今週末は久々に実家に帰省。電車で1時間程度といつでも帰れる距離ではあるが、やはり地元埼玉は落ち着く。

都会に比べたら自然は多いし、日中も静かだし。何より高いビルがないからか、空が遠くまで見える。

とは言え、子どもの頃に比べたら、少しずつ昔見た景色が変わってきているのも事実。集合住宅が大型マンションになり、雑木林が戸建ての住宅街になり。

住民が増えることは良いことかもしれないが、子どもの頃から過ごしてきた人間としては、失われているものも気づいてしまう。

先日、会社の図書スペースにて、レイチェル・カーソンの「センス・オブ・ワンダー」(新潮社)を見かけ紐解いた次第。

「沈黙の春」で有名なレイチェル・カーソン。
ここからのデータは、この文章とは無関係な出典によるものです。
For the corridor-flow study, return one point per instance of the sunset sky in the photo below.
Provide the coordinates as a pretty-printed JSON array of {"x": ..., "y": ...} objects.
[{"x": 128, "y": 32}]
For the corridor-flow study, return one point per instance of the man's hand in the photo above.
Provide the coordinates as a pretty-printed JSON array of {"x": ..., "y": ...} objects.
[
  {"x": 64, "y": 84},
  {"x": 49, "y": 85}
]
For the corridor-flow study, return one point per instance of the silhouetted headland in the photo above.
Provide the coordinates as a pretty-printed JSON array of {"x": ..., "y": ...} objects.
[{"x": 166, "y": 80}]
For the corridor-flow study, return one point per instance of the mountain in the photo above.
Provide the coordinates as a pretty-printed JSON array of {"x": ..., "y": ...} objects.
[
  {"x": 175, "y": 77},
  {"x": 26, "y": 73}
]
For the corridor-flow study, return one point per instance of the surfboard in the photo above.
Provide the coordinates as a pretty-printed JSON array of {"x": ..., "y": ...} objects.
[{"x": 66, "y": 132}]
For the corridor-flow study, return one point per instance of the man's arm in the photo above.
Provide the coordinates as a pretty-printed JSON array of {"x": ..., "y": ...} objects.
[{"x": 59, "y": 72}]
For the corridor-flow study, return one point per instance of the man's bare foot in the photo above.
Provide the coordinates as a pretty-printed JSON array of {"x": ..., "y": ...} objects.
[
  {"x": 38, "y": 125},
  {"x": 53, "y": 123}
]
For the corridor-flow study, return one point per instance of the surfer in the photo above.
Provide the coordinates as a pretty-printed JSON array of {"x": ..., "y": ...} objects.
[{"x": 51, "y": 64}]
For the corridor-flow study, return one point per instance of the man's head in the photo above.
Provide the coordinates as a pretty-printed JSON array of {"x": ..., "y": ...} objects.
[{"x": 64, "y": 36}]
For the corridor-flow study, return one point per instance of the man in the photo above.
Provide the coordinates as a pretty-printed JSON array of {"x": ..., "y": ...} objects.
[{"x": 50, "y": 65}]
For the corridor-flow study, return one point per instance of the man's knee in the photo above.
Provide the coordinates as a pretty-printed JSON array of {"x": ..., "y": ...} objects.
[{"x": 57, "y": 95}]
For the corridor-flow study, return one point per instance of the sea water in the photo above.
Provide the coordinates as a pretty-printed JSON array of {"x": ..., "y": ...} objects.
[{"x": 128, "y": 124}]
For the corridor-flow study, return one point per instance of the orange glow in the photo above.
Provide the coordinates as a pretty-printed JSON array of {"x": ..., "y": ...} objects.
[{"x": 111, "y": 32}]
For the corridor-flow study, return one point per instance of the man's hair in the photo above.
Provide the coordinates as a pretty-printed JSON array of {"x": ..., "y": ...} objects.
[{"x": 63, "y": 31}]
甥っ子と森や浜辺を探索していくなかで、自然に触れ合うこと、知識だけでなく感性を培うことの大事さを語る、50ページほどの短い作品。

センス・オブ・ワンダーとは「神秘さや不思議さに目を見はる感性」だという。

子どもの頃は誰しも持っていたが、いつの間にか感じ取ることが難しくなった感性。

例えば、子どもの頃に、土や葉っぱの匂いを強く感じたことはなかっただろうか。

小鳥や小さな虫たちの音色に、耳を傾けていたことはなかっただろうか。

手がかじかむほど、雪に触れていたことはなかっただろうか。

公園で小さな虫や生き物を、眺め続けたことはなかっただろうか。

それが大人になると、大抵の人は自然とは遠い存在だと思ってしまう。特に都会だと、遠くの山や海に出掛けなければ、自然に触れ合う機会が少ないと思いがちであろう。

だが、自然の神秘さや不思議さを感じ取る力は、減っているだけであり、完全に失われたわけではない。
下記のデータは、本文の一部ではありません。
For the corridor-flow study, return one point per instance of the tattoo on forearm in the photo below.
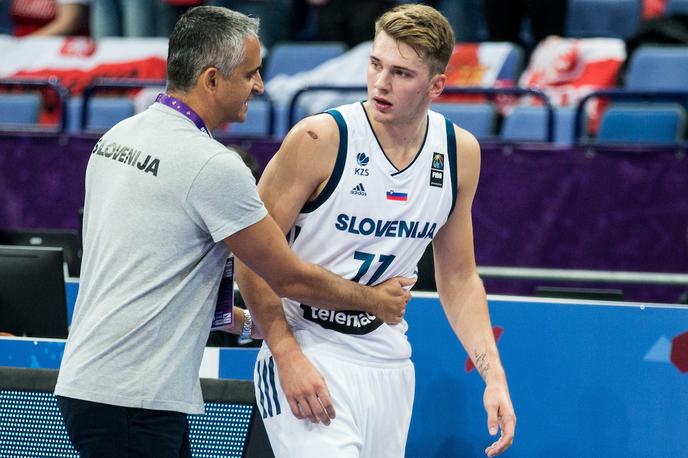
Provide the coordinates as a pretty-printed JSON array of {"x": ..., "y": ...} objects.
[{"x": 481, "y": 363}]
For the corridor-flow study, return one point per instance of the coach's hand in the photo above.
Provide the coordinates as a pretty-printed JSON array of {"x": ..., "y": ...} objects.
[
  {"x": 500, "y": 415},
  {"x": 305, "y": 388},
  {"x": 394, "y": 296}
]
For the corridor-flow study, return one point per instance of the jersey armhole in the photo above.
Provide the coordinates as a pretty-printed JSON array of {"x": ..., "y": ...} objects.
[
  {"x": 333, "y": 181},
  {"x": 453, "y": 169}
]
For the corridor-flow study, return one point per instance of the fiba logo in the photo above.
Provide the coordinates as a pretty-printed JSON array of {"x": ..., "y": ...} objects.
[{"x": 362, "y": 159}]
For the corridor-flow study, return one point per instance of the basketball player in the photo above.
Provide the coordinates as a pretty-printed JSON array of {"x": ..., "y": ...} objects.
[{"x": 362, "y": 190}]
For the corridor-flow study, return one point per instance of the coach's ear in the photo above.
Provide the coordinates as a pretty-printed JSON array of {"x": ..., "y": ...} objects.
[{"x": 208, "y": 80}]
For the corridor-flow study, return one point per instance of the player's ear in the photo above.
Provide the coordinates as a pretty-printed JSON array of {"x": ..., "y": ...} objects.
[{"x": 437, "y": 84}]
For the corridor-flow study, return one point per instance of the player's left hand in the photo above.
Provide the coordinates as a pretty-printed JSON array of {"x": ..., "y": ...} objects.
[{"x": 500, "y": 415}]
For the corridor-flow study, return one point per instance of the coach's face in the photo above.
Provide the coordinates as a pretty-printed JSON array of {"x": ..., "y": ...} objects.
[{"x": 235, "y": 91}]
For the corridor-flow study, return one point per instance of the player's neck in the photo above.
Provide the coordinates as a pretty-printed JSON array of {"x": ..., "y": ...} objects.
[{"x": 401, "y": 140}]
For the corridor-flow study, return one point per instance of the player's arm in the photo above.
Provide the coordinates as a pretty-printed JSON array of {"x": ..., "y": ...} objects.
[
  {"x": 463, "y": 296},
  {"x": 295, "y": 175},
  {"x": 303, "y": 386}
]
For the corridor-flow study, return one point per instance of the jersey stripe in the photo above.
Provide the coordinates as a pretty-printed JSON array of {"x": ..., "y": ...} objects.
[{"x": 451, "y": 152}]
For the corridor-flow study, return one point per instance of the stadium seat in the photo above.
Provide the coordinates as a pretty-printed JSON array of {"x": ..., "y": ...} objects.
[
  {"x": 654, "y": 68},
  {"x": 527, "y": 123},
  {"x": 676, "y": 7},
  {"x": 292, "y": 58},
  {"x": 19, "y": 110},
  {"x": 477, "y": 118},
  {"x": 257, "y": 120},
  {"x": 513, "y": 64},
  {"x": 105, "y": 112},
  {"x": 603, "y": 18},
  {"x": 646, "y": 123}
]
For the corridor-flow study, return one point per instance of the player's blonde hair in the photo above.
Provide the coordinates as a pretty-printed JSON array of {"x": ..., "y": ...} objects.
[{"x": 424, "y": 29}]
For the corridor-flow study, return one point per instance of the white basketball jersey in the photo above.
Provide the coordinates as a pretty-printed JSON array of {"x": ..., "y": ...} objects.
[{"x": 372, "y": 222}]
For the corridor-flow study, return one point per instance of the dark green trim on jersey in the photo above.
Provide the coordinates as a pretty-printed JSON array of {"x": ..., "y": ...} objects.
[
  {"x": 425, "y": 137},
  {"x": 338, "y": 165},
  {"x": 453, "y": 169}
]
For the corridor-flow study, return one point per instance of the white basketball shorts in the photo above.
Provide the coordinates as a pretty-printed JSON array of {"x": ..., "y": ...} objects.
[{"x": 372, "y": 402}]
この感性は、やがて大人になるとやってくる倦怠と幻滅、わたしたちが自然という力の源泉から遠ざかること、つまらない人工的なものに夢中になることなどに対する、かわらぬ解毒剤になるのです。

同著 23頁より抜粋

自然というものは、わりと身近なところで触れ合うことができる。

町中でも雑草が花を咲かせ(この場合、雑草とは言わないか)、鳥のさえずりが聞こえ、雨や風の音に耳を傾けることはできる。

自然に触れるということは、植物や動物の分類、知識を深めることとイコールではない。

自然であれ芸術であれ、前提知識を持っていた方が面白いかもしれない。ただ、必ずしも知らなればならないことではない。

鳥の渡りについて少しでも不思議に思ってわたしになにか質問してきたらとしたら、その子が単に、イソシギとチドリの区別ができるということより、わたしにとってどれほどうれしいことかわかりません。

同著 47-48頁より抜粋

今のご時世、SNSやテレビでいくらでも自然を見ることはできる。

だけど、それはあくまでも映像や画像でしかない。スクリーンセーバーのオーロラの写真は確かに綺麗だけれども、そこから自然の神秘さを感じ取りにくい。

自然を感じるために遠くに行く必要はない。

子どもの頃と同じ視線で、小さな世界に気づけるような感性を持ち続けたいものである。それではまた次回!